I'm training a S-BERT model in SageMaker, using Huggins Face library. I've followed the HF tutorials on how to define metrics to be tracked in the huggingface_estimator
, yet when my model is done training I cannot see any metric either in CloudWatch or by fetching the latest training job results:
`
from sagemaker.analytics import TrainingJobAnalytics
df = TrainingJobAnalytics(training_job_name=huggingface_estimator.latest_training_job.name).dataframe()
returns:
Warning: No metrics called loss found
Warning: No metrics called learning_rate found
Warning: No metrics called eval_loss found
Warning: No metrics called eval_accuracy found
Warning: No metrics called eval_f1 found
Warning: No metrics called eval_precision found
Warning: No metrics called eval_recall found
Warning: No metrics called eval_runtime found
Warning: No metrics called eval_samples_per_second found
Warning: No metrics called epoch found
Here's the code below
from sagemaker.huggingface import HuggingFace
from sagemaker import get_execution_role
from sagemaker import image_uris
role = get_execution_role()
source_dir = 's3://...'
output_path = 's3://...'
metric_definitions = [{'Name': 'loss', 'Regex': "'loss': ([0-9]+(.|e\-)[0-9]+),?"},
{'Name': 'learning_rate', 'Regex': "'learning_rate': ([0-9]+(.|e\-)[0-9]+),?"},
{'Name': 'eval_loss', 'Regex': "'eval_loss': ([0-9]+(.|e\-)[0-9]+),?"},
{'Name': 'eval_accuracy', 'Regex': "'eval_accuracy': ([0-9]+(.|e\-)[0-9]+),?"},
{'Name': 'eval_f1', 'Regex': "'eval_f1': ([0-9]+(.|e\-)[0-9]+),?"},
{'Name': 'eval_precision', 'Regex': "'eval_precision': ([0-9]+(.|e\-)[0-9]+),?"},
{'Name': 'eval_recall', 'Regex': "'eval_recall': ([0-9]+(.|e\-)[0-9]+),?"},
{'Name': 'eval_runtime', 'Regex': "'eval_runtime': ([0-9]+(.|e\-)[0-9]+),?"},
{'Name': 'eval_samples_per_second', 'Regex': "'eval_samples_per_second': ([0-9]+(.|e\-)[0-9]+),?"},
{'Name': 'epoch', 'Regex': "'epoch': ([0-9]+(.|e\-)[0-9]+),?"}]

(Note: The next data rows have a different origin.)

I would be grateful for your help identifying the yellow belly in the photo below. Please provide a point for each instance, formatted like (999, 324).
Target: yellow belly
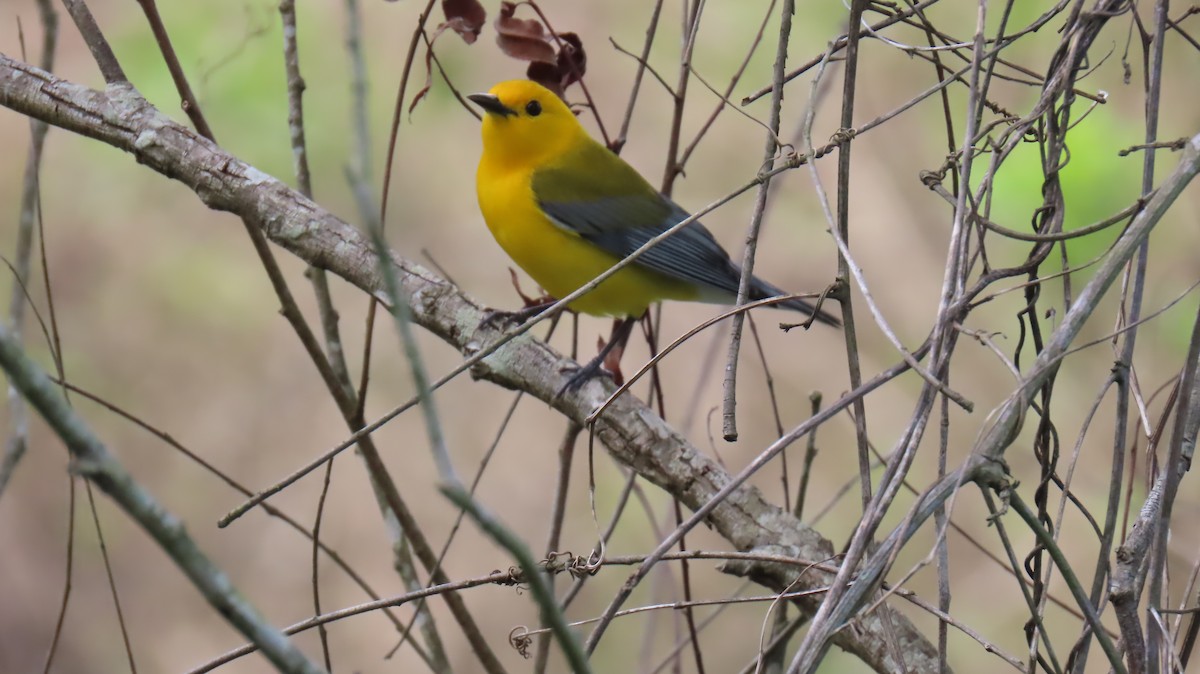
(562, 262)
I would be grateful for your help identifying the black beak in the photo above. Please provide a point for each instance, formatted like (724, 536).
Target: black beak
(491, 104)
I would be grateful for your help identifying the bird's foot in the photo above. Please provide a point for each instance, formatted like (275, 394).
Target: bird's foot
(531, 307)
(583, 373)
(607, 363)
(497, 318)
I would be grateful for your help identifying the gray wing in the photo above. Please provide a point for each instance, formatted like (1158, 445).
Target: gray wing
(623, 224)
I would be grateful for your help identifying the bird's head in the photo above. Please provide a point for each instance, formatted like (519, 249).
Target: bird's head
(525, 124)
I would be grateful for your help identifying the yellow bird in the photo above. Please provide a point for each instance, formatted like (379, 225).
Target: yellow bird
(565, 209)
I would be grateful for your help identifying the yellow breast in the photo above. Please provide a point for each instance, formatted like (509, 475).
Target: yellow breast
(559, 260)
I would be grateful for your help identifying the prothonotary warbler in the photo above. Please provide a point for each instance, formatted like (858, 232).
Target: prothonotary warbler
(565, 209)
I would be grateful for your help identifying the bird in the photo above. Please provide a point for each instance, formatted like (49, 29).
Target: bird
(567, 209)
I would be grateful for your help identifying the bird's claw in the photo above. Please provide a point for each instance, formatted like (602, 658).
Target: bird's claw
(498, 318)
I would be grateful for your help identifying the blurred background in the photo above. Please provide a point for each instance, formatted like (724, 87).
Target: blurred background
(166, 312)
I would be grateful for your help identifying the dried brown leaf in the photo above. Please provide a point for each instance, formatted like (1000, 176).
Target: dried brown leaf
(465, 17)
(569, 66)
(523, 38)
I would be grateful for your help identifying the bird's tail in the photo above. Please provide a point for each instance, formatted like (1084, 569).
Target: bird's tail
(760, 290)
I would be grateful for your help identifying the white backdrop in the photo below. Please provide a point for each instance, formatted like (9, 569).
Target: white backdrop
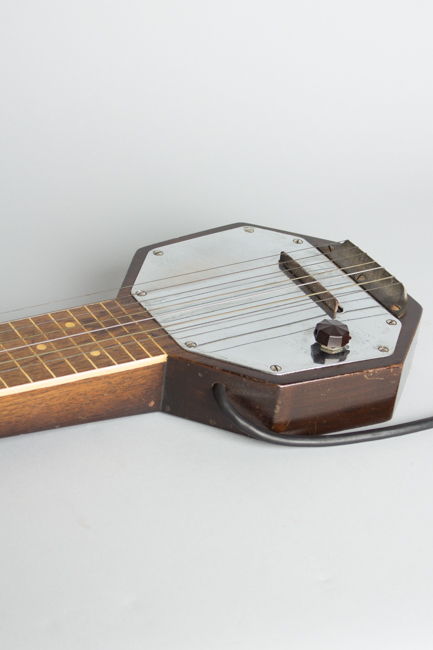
(124, 124)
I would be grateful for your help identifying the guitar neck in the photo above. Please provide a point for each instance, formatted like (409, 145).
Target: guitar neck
(80, 359)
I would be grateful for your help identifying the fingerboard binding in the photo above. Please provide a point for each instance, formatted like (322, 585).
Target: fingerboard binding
(63, 346)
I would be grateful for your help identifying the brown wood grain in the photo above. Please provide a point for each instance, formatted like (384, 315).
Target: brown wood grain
(100, 397)
(65, 385)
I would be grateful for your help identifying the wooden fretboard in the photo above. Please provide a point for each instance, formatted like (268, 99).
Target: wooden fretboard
(75, 341)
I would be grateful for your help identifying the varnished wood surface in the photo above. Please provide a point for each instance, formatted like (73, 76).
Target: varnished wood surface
(100, 397)
(76, 341)
(92, 375)
(86, 372)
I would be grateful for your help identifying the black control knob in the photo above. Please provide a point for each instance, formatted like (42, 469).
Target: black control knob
(331, 335)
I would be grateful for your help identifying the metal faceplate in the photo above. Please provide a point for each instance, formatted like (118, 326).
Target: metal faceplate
(223, 295)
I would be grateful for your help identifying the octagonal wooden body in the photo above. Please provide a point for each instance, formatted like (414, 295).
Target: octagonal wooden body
(322, 400)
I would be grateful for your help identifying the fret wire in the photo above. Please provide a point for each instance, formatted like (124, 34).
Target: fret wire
(63, 357)
(230, 300)
(19, 368)
(49, 369)
(277, 272)
(121, 344)
(108, 355)
(150, 337)
(170, 277)
(71, 356)
(133, 337)
(167, 335)
(233, 311)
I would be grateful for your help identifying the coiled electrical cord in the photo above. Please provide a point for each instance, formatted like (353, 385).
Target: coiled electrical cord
(368, 435)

estimator_image = image_uris.retrieve(framework='pytorch',region='eu-west-1',version='1.13.1',py_version='py39',image_scope='training', instance_type='ml.p3.2xlarge')
huggingface_estimator = HuggingFace(
entry_point='script.py',
dependencies=['requirements.txt', 'model.py'],
instance_type='ml.p3.2xlarge',
base_job_name='...',
output_path=output_path,
role=role,
instance_count=1,
pytorch_version=None,
py_version=None,
metric_definitions = metric_definitions,
image_uri=estimator_image,
hyperparameters = {
'epochs': 1,
'train_batch_size': 64,
'eval_batch_size':64,
'learning_rate': 2e-5,
'model_name':'distilbert-base-uncased'})
huggingface_estimator.fit({'train': 's3://...',
'test': 's3://...'})
Turns out the solution was available in this post
If using custom algorithms, and easy way to add metric is to print / log them in the script:
print('METRIC train_accuracy: {}'.format(accuracy))
And in the metric_definitions
you have to use the exact same naming in the Regex:
{'Name': 'train_accuracy', 'Regex': "METRIC train_accuracy: ([0-9]+(.|e\-)[0-9]+)\w+"}